En un an, le nombre de rendez-vous pris en ligne est passé de 145 500 à plus de 325 000 et le nombre de comptes d'utilisateur a augmenté de plus de 208 000. Autre fait digne de mention : la Société canadienne du sang est devenue le premier fournisseur de sang national à offrir les services d’un assistant virtuel, une application intelligente qui répond aux demandes et aux commentaires des utilisateurs. Ce type de service, particulièrement apprécié des jeunes candidats au don — la clé de notre avenir —, libère les employés du centre d’appels, qui peuvent ainsi se concentrer sur les demandes nécessitant une discussion de vive voix.

Notre banque d’adresses de courriel contient un quart de millions d’adresses, et le nombre de donneurs qui préfèrent communiquer par courriel ne cesse d’augmenter. Parallèlement, les réseaux sociaux jouent un rôle de plus en plus important dans l’engagement des donneurs. Notre page Facebook nationale compte plus de 100 000 abonnés, notre fil Twitter, environ 60 000, et nous sondons le terrain d’Instagram et d’autres canaux pour voir ce qui interpelle le plus les donneurs actuels et potentiels. Nous continuerons d’améliorer notre offre numérique au cours de l’année qui vient afin que les donneurs puissent interagir avec nous par leur mode de communication préféré.

Campagne de recrutement en ligne

En août 2016, la Société canadienne du sang et une vingtaine de fournisseurs de sang de 21 pays ont participé à la campagne internationale de recrutement de donneurs Groupe manquant. La campagne en ligne montrait des logos célèbres et des enseignes de tous les jours sans les lettres A, B et O, lettres désignant les trois principaux groupes sanguins. À la fin du mois, 6 500 personnes s’étaient inscrites sur le site canadien de la campagne, qui est ainsi devenu une mine de donneurs potentiels pour nos activités de recrutement.

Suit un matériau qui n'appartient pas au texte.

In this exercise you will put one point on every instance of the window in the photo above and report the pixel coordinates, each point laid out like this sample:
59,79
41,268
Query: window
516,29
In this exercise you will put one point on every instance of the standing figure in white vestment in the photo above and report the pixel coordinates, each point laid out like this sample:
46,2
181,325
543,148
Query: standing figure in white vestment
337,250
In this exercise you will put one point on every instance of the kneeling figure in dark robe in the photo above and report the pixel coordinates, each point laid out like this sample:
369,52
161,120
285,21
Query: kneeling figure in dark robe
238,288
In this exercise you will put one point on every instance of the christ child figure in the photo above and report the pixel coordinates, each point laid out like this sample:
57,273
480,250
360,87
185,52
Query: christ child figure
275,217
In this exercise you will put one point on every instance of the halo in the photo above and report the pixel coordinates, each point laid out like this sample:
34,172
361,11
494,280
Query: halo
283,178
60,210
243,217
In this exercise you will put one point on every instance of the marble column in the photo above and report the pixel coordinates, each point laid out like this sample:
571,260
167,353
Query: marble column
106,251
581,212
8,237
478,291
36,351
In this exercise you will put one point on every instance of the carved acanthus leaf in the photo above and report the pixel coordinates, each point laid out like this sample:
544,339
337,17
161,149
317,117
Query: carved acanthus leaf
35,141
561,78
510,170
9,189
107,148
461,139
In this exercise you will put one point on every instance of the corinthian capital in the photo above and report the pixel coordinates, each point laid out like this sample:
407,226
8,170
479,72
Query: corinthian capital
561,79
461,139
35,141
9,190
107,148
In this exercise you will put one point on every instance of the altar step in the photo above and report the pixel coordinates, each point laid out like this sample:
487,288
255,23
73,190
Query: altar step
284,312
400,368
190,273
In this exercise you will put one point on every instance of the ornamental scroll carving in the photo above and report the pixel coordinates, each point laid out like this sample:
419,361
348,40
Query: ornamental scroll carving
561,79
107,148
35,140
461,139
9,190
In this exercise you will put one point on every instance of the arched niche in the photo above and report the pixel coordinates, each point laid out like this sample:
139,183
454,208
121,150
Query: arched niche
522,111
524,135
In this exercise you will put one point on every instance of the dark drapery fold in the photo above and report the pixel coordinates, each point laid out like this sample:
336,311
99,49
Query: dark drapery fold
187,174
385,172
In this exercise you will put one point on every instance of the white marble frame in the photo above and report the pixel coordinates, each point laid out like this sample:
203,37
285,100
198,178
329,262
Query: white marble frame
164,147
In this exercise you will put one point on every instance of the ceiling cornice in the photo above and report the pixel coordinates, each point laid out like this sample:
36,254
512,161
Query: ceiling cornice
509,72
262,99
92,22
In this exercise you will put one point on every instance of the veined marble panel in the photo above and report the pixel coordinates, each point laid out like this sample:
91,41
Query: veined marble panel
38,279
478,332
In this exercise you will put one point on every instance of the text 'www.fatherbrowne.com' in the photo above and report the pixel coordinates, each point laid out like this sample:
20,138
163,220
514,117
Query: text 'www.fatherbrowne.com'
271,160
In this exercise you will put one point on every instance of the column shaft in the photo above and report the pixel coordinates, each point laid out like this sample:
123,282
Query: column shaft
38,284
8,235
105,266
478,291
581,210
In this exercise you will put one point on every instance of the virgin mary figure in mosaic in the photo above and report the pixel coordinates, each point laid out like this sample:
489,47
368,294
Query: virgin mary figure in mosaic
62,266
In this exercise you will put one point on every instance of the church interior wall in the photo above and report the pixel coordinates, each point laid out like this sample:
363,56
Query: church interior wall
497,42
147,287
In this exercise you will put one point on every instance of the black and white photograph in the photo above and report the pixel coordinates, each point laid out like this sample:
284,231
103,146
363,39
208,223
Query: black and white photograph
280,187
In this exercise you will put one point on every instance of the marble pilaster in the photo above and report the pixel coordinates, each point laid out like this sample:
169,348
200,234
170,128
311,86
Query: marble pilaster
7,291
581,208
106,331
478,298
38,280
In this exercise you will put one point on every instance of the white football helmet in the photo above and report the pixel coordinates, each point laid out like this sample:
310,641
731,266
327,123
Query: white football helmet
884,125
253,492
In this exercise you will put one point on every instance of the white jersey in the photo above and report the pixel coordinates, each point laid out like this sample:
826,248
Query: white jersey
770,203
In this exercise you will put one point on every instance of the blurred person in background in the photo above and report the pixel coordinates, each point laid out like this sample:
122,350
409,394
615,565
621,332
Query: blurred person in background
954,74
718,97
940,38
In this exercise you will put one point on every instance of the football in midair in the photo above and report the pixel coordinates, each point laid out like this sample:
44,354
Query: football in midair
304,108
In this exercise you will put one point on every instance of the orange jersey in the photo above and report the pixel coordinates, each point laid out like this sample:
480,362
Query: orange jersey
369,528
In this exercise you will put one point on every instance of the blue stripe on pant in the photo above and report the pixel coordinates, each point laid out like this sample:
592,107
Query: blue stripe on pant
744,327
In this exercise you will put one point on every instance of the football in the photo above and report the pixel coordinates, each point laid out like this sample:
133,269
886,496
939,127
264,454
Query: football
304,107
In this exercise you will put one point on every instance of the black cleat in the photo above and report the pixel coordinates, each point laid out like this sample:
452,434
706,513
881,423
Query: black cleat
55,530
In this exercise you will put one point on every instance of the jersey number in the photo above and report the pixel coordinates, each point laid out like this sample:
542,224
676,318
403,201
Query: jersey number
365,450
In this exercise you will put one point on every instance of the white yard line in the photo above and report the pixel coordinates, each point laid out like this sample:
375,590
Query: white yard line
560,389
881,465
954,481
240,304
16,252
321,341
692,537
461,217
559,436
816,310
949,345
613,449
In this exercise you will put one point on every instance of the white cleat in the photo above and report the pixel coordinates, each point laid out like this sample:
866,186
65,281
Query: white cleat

Un réseau de collecte en évolution

Nos stratégies mobiles et en ligne visent un même but : attirer plus de gens dans nos centres de collecte. Nous adaptons notre présence dans le monde virtuel, mais aussi dans le monde réel. Par exemple, nous accordons plus d’importance aux centres de collecte des régions métropolitaines et améliorons l’accès et les heures d’ouverture des centres situés dans des régions à fortes concentrations de donneurs potentiels. Les centres urbains offrent au personnel l’avantage d’horaires plus stables et permettent de fournir aux donneurs un service efficace à un coût de main–d’œuvre par unité proportionnellement plus faible. L’emplacement des centres de collecte est donc un facteur important de notre stratégie pour mieux nous adapter et améliorer notre rendement, mais ce n’est pas le seul. Le passage au numérique de notre environnement de collecte est tout aussi crucial. Ce dernier facteur s’inscrit d’ailleurs dans notre projet d’automatisation de la chaîne d’approvisionnement.

À l’écoute des communautés

Nous poursuivons notre révision des critères d’admissibilité des hommes ayant des relations sexuelles avec d’autres hommes (HARSAH) et sommes en train d’établir des critères pour les personnes trans. Ce faisant, nous devons arriver à un équilibre entre les données d’études sur la sécurité du sang et le dialogue avec les communautés concernées. Il est important pour nous de servir les intérêts de tous les Canadiens, tout en étant sensibles à l’évolution du contexte social.

HARSAH : des efforts pour accélérer les progrès

En août 2016, Santé Canada a approuvé notre demande de faire passer de cinq ans à un an la période de non-admissibilité des hommes ayant des relations sexuelles avec d’autres hommes. Ce changement s’inscrit en fait dans un long cheminement. Tout a débuté au milieu des années 80, lorsqu’il a été établi que les dons de sang de personnes infectées par le virus de l’immunodéficience humaine (VIH) pouvaient poser un risque pour le système du sang. À partir de ce moment, et jusqu’en 2013, un homme ayant eu un contact sexuel avec un autre homme était exclu du don de sang indéfiniment. En 2013, cette exclusion permanente a été réduite à une période de cinq ans suivant le dernier contact sexuel avec un autre homme. Malgré ces changements, bien des membres de la communauté LGBTQ estiment que les progrès sont trop lents.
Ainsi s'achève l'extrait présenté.